Bulimie (Bulimia nervosa) wird vom Griechischen abgeleitet und bedeutet eigentlich "Ochsenhunger". Im psychologischen und allgemeinen Sprachgebrauch ist die Bulimie allerdings mit der Ess-Brech-Sucht synonym. Dabei wird übermäßig viel gegessen (Heißhungerattacken), doch aus Angst der Gewichtszunahme, wieder erbrochen.

In fortgeschrittenen Fällen wird in der Bulimie nach dem Erbrechen weitergegessen und der Kreislauf beginnt von neuem. Mittlerweile gibt es allerdings auch Subarten der Bulimie, in denen nicht erbrochen wird, sondern zu viel Sport das Gegessene wegtrainieren soll (Sportbulimie) oder mit diversen Mitteln abgeführt wird.

Ursachen

Die Ursachen der Heißhungerattacken der Bulimie haben tiefenpsychologische Gründe, während das Erbrechen bei der Bulimie in Bezug zum Schönheitsideal festgemacht werden kann. Mögliche Gründe für eine Bulimie können Traumaerfahrungen sein, die der Betroffene psychisch nicht verarbeiten konnte. Darunter zählen Verlustängste, Missbrauch, Vergewaltigung, Vernachlässigung und/oder andere physische und psychische Gewalt.

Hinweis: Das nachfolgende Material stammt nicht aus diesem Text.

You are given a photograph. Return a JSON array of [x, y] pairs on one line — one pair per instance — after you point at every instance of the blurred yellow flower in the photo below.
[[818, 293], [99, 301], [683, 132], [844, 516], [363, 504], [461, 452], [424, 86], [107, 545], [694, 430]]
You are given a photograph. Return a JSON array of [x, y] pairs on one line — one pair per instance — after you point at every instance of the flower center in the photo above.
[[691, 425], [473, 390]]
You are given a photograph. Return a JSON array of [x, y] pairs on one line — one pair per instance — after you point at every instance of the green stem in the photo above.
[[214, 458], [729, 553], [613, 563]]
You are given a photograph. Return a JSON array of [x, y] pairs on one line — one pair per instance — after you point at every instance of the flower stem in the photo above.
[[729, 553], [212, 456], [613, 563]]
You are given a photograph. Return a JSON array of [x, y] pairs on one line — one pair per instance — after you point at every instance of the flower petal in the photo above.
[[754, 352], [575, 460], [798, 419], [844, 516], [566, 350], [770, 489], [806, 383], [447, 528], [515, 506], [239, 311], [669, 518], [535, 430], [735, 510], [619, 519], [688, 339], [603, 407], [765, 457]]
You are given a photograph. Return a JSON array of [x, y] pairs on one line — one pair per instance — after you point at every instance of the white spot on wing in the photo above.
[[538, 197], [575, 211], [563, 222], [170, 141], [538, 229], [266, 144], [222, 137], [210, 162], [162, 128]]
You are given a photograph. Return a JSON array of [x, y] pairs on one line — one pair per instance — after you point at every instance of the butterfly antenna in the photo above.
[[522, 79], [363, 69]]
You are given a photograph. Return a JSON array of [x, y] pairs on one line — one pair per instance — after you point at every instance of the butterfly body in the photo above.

Oft geht mit der Bulimie auch eine Co-Abhängigkeit einher. Diese wird auch als Beziehungssucht bezeichnet und beinhaltet das bedingungslose Umsorgen einer nahstehenden Person im Umfeld. Beispielsweise alkoholkranke oder drogensüchtige Eltern, Geschwister oder engste Freunde.

Dazu kommt die Angst vor Gewichtszunahme, die möglicherweise im Schönheitsideal der Medien und Allgemeinheit begründet liegt. Viele, an Bulimie erkrankte Personen, arbeiten aber auch in Berufen, in denen eine gute Figur wichtig ist (z.B. Modellbranche). Allerdings ist die Bulimie nicht am Beruf festzumachen.

Symptome, Beschwerden & Anzeichen

Von Bulimie betroffene Menschen sind zumeist normalgewichtig. Mitunter sind sie - entsprechend der gesunden Normalbevölkerung - auch über- oder untergewichtig. Insofern äußert sich Bulimie nicht im Äußerlichen Betroffener. Vielmehr ist die Krankheit geprägt von mehr oder minder regelmäßig stattfindenden Essattacken, die mehrmals täglich, oder auch nur alle paar Tage, auftreten können. Dabei geht die empfundene Kontrolle über das Essverhalten zurück. Bei den Essattacken spielen große Nahrungsmengen und ein schnelles Esstempo eine Rolle.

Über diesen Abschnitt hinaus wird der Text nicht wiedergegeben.